Ne ho conosciute tante prima di Kate ma puntualmente tali e quali a lei. Grande spirito di adattamento alle circostanze, unico obiettivo tirare la serata condiscendendo la vanità maschile, perlopiù mostrando il candore dei denti ad ogni battuta, qualche movimento di lingua e rapide occhiate da pompino. Comportamento che irreversibilmente devia nella corruzione della propria natura, emancipazione, umore, fino alla completa disistima di se stessi.
Nondimeno ne ho conosciuti tanti altri come me. Presunzione e scarso amor proprio, e quella boria che sotto sotto nasconde l’esser divorati da un acuto e pervicace anelito di morte, mai argomento e tuttavia sostanza. Azione.

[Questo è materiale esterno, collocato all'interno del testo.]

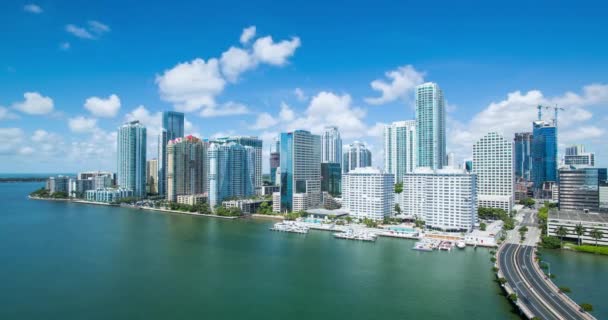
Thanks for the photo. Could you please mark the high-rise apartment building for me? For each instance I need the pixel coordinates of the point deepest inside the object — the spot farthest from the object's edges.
(132, 158)
(356, 155)
(430, 126)
(231, 171)
(576, 156)
(331, 146)
(445, 199)
(544, 153)
(151, 176)
(331, 178)
(368, 193)
(400, 150)
(300, 171)
(523, 155)
(186, 167)
(493, 164)
(256, 144)
(172, 127)
(579, 188)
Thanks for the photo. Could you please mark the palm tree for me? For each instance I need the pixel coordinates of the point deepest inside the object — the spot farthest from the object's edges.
(580, 231)
(596, 234)
(561, 232)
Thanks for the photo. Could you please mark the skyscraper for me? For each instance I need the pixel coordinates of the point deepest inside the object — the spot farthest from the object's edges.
(186, 170)
(172, 128)
(400, 148)
(132, 158)
(231, 171)
(493, 164)
(355, 156)
(300, 171)
(430, 126)
(576, 156)
(256, 144)
(331, 145)
(544, 153)
(523, 155)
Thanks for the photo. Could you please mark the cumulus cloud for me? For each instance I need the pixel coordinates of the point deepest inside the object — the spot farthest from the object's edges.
(403, 80)
(248, 34)
(195, 85)
(32, 8)
(35, 104)
(82, 124)
(100, 107)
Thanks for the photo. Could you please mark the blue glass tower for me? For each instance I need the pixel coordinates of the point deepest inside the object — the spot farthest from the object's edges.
(544, 153)
(172, 128)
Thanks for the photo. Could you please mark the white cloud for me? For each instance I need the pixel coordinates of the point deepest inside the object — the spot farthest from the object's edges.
(78, 31)
(98, 27)
(229, 108)
(191, 85)
(264, 120)
(82, 124)
(101, 107)
(275, 53)
(300, 94)
(34, 104)
(5, 114)
(235, 61)
(32, 8)
(403, 80)
(248, 34)
(518, 110)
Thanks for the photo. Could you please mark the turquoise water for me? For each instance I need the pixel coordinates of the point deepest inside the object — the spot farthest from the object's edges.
(74, 261)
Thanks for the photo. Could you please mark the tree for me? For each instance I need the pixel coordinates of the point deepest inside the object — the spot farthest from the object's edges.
(596, 235)
(580, 231)
(398, 187)
(561, 232)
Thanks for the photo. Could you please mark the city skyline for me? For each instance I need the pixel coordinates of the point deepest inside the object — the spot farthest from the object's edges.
(65, 109)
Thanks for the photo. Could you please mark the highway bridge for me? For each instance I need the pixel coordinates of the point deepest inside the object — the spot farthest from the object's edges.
(537, 296)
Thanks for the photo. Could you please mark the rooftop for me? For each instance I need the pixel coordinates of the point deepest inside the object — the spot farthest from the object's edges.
(578, 216)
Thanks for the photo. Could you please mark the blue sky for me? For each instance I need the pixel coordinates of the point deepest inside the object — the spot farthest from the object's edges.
(61, 62)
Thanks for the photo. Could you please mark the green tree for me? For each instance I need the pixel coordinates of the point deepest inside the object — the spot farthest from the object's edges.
(398, 187)
(580, 231)
(596, 235)
(561, 232)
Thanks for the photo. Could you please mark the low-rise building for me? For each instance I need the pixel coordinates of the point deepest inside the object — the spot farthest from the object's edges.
(247, 206)
(108, 195)
(570, 219)
(192, 199)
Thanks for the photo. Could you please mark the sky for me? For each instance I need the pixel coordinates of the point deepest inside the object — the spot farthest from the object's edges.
(71, 72)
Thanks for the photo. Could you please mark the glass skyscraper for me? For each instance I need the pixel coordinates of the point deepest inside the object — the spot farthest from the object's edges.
(172, 128)
(231, 172)
(400, 148)
(523, 155)
(544, 153)
(430, 126)
(132, 158)
(300, 171)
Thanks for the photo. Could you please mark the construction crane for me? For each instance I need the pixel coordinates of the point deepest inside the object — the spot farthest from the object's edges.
(555, 109)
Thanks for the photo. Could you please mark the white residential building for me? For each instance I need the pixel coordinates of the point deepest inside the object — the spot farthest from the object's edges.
(368, 193)
(445, 199)
(400, 148)
(493, 164)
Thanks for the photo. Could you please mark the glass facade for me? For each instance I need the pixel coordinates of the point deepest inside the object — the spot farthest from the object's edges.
(172, 128)
(544, 153)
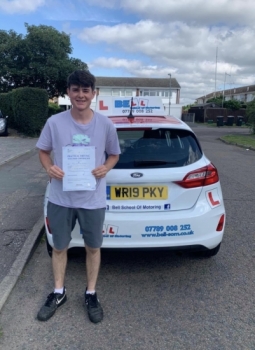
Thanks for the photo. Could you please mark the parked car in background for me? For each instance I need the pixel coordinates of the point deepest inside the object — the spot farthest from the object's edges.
(164, 192)
(3, 125)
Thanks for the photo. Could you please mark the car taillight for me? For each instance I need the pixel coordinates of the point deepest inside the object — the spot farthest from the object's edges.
(48, 225)
(221, 223)
(205, 176)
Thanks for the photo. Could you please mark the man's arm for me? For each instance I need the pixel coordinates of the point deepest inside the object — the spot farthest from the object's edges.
(52, 170)
(102, 170)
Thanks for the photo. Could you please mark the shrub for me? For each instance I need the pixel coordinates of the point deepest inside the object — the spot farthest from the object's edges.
(6, 107)
(250, 114)
(54, 109)
(30, 107)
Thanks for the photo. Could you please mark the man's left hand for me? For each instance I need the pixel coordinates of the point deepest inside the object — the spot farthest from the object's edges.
(100, 171)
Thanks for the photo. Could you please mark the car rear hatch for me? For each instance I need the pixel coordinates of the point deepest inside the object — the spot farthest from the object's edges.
(151, 174)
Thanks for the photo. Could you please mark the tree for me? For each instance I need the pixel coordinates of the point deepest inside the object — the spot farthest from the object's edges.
(250, 114)
(41, 59)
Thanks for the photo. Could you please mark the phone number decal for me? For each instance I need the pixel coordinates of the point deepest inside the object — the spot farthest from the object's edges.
(168, 231)
(167, 228)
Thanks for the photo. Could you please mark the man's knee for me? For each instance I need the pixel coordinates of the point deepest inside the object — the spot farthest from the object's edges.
(92, 251)
(59, 252)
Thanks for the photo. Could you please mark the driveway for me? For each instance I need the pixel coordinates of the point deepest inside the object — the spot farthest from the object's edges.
(153, 300)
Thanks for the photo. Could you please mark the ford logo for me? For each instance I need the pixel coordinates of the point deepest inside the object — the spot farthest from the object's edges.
(136, 175)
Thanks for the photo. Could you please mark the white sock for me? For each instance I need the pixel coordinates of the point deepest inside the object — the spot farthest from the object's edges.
(90, 292)
(59, 290)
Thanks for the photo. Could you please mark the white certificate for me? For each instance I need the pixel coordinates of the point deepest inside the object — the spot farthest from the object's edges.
(78, 162)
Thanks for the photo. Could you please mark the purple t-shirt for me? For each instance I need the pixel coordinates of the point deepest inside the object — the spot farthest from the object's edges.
(62, 130)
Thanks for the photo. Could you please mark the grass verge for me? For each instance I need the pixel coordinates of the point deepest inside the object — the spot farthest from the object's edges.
(246, 141)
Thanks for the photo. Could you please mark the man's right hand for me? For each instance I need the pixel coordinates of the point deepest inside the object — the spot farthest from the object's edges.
(55, 172)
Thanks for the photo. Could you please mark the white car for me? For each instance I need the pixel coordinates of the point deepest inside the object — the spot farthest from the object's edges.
(163, 192)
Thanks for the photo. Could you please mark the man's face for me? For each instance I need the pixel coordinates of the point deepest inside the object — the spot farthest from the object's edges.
(80, 97)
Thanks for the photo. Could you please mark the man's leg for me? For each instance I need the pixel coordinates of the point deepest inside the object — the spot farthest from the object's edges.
(61, 221)
(59, 261)
(93, 259)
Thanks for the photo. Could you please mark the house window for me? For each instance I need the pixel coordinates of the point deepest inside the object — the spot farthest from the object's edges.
(150, 93)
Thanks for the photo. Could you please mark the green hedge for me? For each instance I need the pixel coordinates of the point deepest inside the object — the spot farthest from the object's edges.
(54, 109)
(6, 107)
(30, 107)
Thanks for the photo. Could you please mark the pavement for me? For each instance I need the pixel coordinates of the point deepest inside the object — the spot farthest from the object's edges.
(22, 184)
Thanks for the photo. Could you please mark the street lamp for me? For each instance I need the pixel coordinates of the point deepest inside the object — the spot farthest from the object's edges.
(224, 88)
(170, 91)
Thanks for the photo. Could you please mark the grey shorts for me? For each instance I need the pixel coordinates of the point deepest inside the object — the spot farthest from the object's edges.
(62, 221)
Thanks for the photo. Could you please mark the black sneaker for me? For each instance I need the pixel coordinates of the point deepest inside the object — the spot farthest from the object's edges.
(54, 300)
(94, 307)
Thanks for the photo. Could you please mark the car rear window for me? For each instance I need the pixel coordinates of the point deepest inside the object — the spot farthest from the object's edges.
(157, 148)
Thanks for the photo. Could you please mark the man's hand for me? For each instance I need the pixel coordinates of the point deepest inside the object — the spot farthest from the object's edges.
(100, 171)
(55, 172)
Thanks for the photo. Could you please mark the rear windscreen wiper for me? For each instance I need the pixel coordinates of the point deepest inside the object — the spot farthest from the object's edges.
(151, 162)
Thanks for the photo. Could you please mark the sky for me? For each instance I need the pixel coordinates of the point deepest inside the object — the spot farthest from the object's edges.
(205, 45)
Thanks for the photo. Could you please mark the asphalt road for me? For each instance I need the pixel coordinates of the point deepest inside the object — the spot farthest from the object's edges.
(153, 300)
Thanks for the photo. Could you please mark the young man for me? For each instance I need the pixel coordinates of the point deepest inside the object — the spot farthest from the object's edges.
(84, 127)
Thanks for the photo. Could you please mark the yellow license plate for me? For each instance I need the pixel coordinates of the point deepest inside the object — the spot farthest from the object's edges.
(137, 192)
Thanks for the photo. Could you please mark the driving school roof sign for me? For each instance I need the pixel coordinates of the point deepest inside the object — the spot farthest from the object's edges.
(121, 106)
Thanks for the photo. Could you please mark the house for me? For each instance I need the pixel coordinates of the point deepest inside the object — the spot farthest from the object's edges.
(166, 88)
(242, 94)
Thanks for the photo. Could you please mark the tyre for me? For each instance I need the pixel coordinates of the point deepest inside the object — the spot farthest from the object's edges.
(208, 253)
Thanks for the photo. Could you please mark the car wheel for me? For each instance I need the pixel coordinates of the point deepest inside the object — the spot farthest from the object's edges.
(49, 247)
(208, 253)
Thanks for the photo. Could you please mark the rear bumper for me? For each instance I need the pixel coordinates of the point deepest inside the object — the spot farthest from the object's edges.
(195, 228)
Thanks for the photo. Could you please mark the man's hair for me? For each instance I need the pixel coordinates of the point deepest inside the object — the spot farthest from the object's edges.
(82, 78)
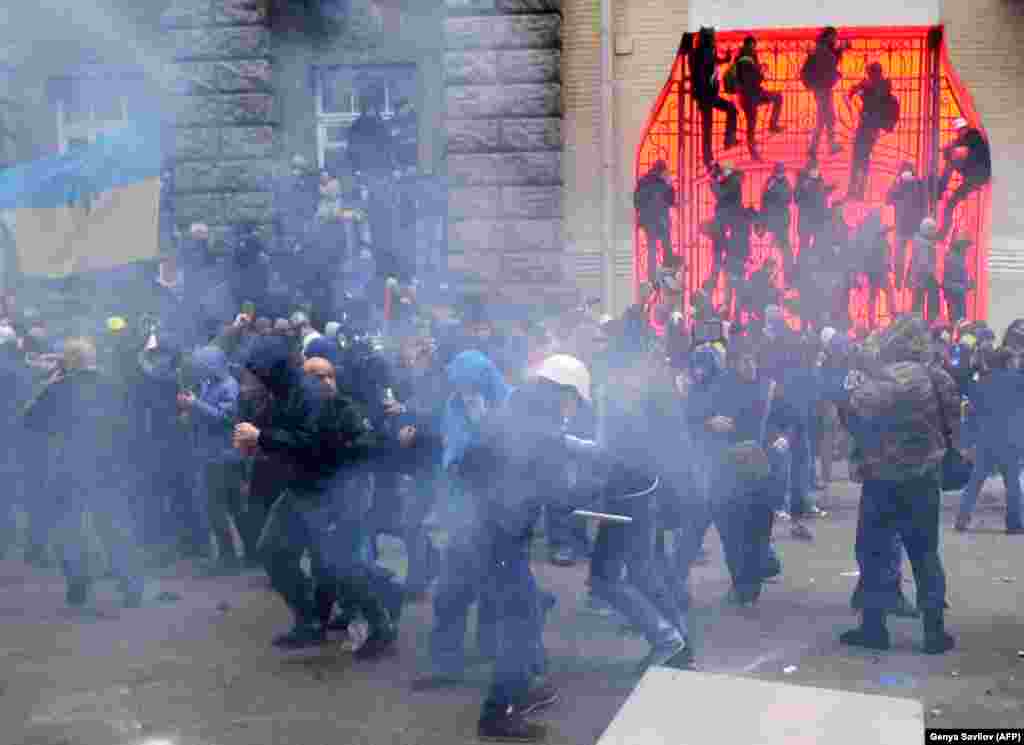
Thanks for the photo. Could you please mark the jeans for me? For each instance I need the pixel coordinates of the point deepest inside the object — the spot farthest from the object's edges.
(222, 494)
(891, 554)
(295, 525)
(910, 511)
(708, 119)
(1007, 461)
(966, 188)
(751, 106)
(644, 598)
(863, 143)
(566, 531)
(926, 287)
(655, 233)
(114, 526)
(825, 120)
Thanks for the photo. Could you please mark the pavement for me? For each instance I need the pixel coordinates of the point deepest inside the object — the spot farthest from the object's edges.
(194, 665)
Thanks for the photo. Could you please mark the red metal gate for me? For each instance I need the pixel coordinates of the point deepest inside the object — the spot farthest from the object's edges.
(931, 96)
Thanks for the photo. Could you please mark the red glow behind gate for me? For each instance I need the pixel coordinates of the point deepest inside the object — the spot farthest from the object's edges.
(931, 95)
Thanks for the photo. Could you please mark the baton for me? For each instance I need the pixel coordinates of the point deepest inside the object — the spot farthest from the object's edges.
(622, 519)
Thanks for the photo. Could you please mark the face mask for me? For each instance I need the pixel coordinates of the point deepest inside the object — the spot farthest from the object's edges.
(476, 407)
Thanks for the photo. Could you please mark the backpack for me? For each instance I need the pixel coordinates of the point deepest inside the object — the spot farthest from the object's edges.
(889, 113)
(814, 74)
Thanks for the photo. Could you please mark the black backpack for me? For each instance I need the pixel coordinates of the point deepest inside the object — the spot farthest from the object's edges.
(889, 113)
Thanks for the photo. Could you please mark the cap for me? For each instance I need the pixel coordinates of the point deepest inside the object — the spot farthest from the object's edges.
(565, 370)
(116, 324)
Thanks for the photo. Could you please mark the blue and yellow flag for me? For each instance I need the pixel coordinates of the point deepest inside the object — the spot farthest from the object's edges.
(94, 209)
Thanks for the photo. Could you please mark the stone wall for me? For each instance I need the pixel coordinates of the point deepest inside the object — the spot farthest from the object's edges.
(504, 106)
(226, 142)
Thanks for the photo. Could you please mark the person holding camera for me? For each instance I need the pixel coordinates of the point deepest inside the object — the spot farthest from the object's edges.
(79, 409)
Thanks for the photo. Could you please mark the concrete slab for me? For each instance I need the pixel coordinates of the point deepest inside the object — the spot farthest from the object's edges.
(670, 707)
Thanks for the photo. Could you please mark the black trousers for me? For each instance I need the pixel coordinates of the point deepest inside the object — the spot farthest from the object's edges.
(909, 510)
(707, 120)
(657, 232)
(751, 106)
(825, 121)
(863, 145)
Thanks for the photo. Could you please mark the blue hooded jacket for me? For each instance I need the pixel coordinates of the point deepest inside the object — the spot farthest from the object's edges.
(216, 405)
(475, 369)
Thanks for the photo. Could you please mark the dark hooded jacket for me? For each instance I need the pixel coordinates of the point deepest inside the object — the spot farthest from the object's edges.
(304, 428)
(901, 409)
(216, 405)
(518, 462)
(80, 413)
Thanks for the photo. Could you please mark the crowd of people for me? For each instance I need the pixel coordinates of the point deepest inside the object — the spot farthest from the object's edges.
(830, 258)
(269, 444)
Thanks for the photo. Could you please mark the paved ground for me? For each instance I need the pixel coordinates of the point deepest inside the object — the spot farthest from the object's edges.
(198, 670)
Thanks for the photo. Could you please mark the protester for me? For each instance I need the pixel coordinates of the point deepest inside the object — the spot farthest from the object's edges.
(78, 409)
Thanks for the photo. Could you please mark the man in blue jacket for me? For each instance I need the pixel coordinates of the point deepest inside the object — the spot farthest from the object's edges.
(212, 410)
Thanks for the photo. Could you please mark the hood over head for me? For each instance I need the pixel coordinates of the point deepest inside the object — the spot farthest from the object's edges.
(475, 369)
(210, 362)
(270, 361)
(907, 339)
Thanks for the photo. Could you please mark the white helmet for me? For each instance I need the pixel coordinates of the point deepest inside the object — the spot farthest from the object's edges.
(565, 370)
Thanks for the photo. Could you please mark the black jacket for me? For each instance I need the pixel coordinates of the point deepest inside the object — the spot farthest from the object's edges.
(910, 202)
(81, 414)
(977, 167)
(652, 199)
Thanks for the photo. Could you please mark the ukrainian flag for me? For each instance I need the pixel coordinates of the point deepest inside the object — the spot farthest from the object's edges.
(92, 210)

Nel locale le luci calde e la musica ci inducono a scordare che siano sempre le stesse facce ad entrare ed uscire e in fondo rendono più tollerabile la scontatezza di uno schema destinato a ripetersi.
Così andò anche quella sera con Kate, quando a varcare l’uscio fu Billy, cugino di un capofamiglia di Little Italy, appena tornato dal fresco e impomatato per festeggiare coi fiocchi una rentrèe attesa otto lunghi anni.
C’è sempre qualcuno che crede di sapere chi sei da quel che hai fatto, e Billy era uno dagli schemi facili, votato per scarsa intelligenza all’altare del pregiudizio infallibile e per scaltra malizia a quello della parola di troppo.
Dunque, con buona pace di Eraclito, si crogiolava nella convinzione che tutto potesse restare uguale, uguale a ieri, ed attaccò per primo rivangando il mio soprannome: Tony sputa e lustra, talmente bravo che ti ci potevi specchiare nelle tue scarpe.

Fu la stupidità, mista alla saccenza d’avere il mondo sotto i piedi, il suo punto di non ritorno:

- Non lustro più, Billy. Forse sei stato via tanto, non veniva nessuno a trovarti e non te l’hanno detto: non lustro più le scarpe.

- Ok, ok. D’accordo.
Adesso però va’ a prendere la cassetta per lustrare!


Dovetti ucciderlo, of course.

Wed 15th Mar, 2006, Heat - La sfida

O MYTHOS DELOI OTI

Incipit: E va bene, ve lo dirò: il buio della caverna accecava e la fissità delle ombre sul muro rifletteva il mondo in rovina. Meglio uscire a viverlo finché ero in Tempo.

Cominciare da Platone.
E da dove, altrimenti? Forse da Proust: Ho molto amato la vita, ho molto amato le arti, quantunque queste parole racchiudano un sentimento assai nostalgico; sentimento che d’altra parte non posso permettermi, troppo patetico per un’età (la mia) nella quale tutto dovrebbe essere ancora inespresso e di là da venire…

Dunque, esordire proprio dal momento attuale, dallo squarcio di quel velo di Maya che mi ha liberato dei pregiudizi giovanili gettandomi, a viva forza, nell’allegria e nell’intraprendenza infantile, dominio dei sensi e delle parole, del gioco cinico ma genuino, del calembour arguto.

Mi ci vedi a rapinare un negozio di liquori con scritto in fronte arrestatemi sono un perdente? Bravo.

Perché non sto ancora facendo ciò che vorrei e tuttavia ho ancora Tempo per farlo: affrancarmi dai ceppi e correre fuori e soffrire per l’abbacinante splendore, ma esserne al contempo invaso e percosso al punto di gioirne, prima ch’esso - con gli occhi dell’abitudine - si trasformi in un baluginìo e infine di nuovo nel buio di colui il quale non sappia più stupirsi e vegeti di ricordi.